Revitalizing Vietnam Property Market
The unmet demand of residential market and the oversupply of the current commercial market reflect the ineffective allocation of investment and the limitation of building design and management capacity. In the near future, when newly finished projects enter the stock, pricing and information transparency will be the key factors deciding the movement of the market.
To begin with, the office market, Ho Chi Minh City particularly, witnessed a consistently price dropping. In comparison with the peak time in 2008, the office renting price in the Vietnam Southern city has decreased more than 45 percent. In the next three years, at least an amount of one million square meters is expected to go on stock, putting landlords under much more pressure to lower the price. The year 2013 then is the year for customers to take full advantage of the oversupply market and enjoy much more brand new and hi-end skyscrapers.
On the residential market, grade B & C apartments dominate both HCMC and Hanoi in terms of availability while poor sales performance recorded on new condo projects.
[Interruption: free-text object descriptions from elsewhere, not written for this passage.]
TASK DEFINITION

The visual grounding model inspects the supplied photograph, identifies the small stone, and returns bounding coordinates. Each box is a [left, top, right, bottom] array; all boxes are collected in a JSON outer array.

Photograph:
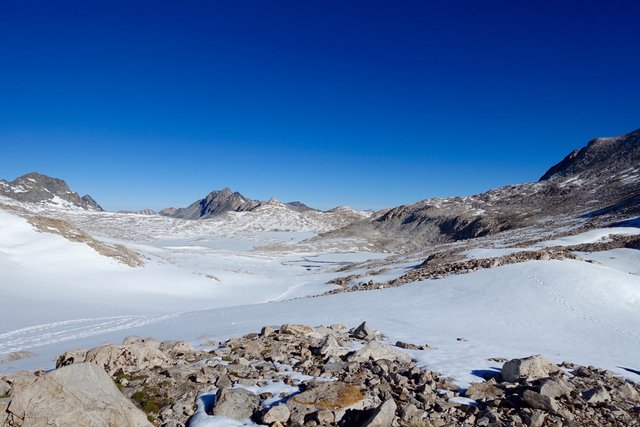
[[1, 351, 36, 363], [395, 341, 420, 350], [465, 380, 503, 400]]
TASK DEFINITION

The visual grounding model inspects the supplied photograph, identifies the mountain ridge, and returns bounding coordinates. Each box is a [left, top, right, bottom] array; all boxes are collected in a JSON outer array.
[[322, 127, 640, 251], [0, 172, 103, 211]]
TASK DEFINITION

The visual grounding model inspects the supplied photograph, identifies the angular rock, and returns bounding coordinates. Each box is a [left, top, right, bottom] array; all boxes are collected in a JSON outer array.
[[502, 355, 560, 382], [6, 363, 151, 426], [522, 390, 559, 413], [262, 403, 290, 424], [615, 382, 640, 402], [317, 335, 347, 359], [212, 388, 259, 419], [583, 387, 611, 404], [538, 378, 572, 399], [363, 399, 397, 426], [351, 322, 376, 341], [348, 341, 412, 364]]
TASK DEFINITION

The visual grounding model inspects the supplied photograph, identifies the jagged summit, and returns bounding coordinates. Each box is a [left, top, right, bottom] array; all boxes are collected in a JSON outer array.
[[0, 172, 103, 211], [161, 187, 262, 219], [161, 188, 330, 219], [540, 128, 640, 181]]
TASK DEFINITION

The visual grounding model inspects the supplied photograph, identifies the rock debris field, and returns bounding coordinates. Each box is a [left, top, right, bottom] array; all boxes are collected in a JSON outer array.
[[1, 322, 639, 427]]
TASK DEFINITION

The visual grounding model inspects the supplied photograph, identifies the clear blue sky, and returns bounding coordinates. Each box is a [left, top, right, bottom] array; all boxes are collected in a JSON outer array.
[[1, 1, 639, 211]]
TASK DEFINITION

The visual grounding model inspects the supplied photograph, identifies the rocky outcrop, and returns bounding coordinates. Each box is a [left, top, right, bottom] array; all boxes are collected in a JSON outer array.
[[4, 363, 151, 426], [0, 172, 103, 211]]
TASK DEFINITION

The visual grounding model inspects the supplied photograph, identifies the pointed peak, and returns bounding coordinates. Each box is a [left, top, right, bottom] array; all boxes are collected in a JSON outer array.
[[265, 197, 280, 205]]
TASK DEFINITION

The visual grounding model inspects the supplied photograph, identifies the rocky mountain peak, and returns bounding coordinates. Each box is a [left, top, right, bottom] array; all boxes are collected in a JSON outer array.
[[162, 187, 261, 219], [161, 188, 334, 219], [540, 128, 640, 181], [0, 172, 103, 211]]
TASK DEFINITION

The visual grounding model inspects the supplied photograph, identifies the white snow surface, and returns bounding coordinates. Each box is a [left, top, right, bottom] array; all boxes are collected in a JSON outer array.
[[1, 202, 640, 388], [530, 226, 640, 249]]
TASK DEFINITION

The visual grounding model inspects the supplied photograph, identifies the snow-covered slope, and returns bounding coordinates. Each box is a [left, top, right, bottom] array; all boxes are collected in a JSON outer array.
[[0, 202, 382, 350], [3, 255, 640, 388], [1, 191, 640, 390]]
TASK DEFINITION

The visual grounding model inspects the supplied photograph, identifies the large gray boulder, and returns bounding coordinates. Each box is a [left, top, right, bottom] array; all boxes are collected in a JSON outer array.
[[6, 363, 151, 426], [81, 341, 171, 375], [502, 355, 560, 382], [212, 388, 259, 420], [348, 341, 412, 364]]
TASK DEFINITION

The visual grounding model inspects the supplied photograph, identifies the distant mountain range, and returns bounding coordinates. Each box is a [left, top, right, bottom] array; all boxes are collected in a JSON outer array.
[[0, 172, 103, 211], [159, 188, 319, 219], [2, 128, 638, 243]]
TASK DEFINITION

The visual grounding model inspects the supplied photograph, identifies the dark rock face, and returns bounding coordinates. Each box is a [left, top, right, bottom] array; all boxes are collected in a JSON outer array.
[[80, 194, 104, 211], [0, 172, 103, 211]]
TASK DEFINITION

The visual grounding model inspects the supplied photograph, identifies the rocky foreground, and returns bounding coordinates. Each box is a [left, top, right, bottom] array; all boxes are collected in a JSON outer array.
[[1, 323, 639, 426]]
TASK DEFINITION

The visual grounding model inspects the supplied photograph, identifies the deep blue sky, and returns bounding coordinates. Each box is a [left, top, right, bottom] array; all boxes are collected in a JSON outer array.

Meanwhile, re-sale market and landed property is stable. Developers are looking for new ways to dispose of property including subdividing or apartment rentals etc. Therefore 2013 is expected to remain a buyer’s market and the downward pricing trend is will continue.
In the retail market, 1,500 new retail projects will be launching in the next 7 years across Vietnam. In 2012, Vietnam went off the list of 30 most attractive retail markets in the world (A.T Kearney). However Vietnam is still attractive to international retailers. Demand for retail space in the CBD is expected to remain high. However, due to the land limitation and high land price, the majority of future stock will be concentrated in the suburban area.
Commenting on the government’s recent economic and monetary issue, General Director of Cushman and Wakefield in Vietnam - Mr Chris Brown said at the seminar entitled “Revitalizing Vietnam’s property market” organised in 13th June, 2013: “The VND30 trillion credit package bail out policy would assist developers being thirsty for capital and encourage them develop social houses for low-income people. And vice versa, low-income people will have the chance to buy an apartment, which then help increase total market demand and leverage the frozen property market” However Chris also emphasis that there would be difficulty in procedure as it will not be easy to carry out. Besides, it is not sure about the interest rate after three years of the loan, so the low-income buyers may be unable to pay the loan.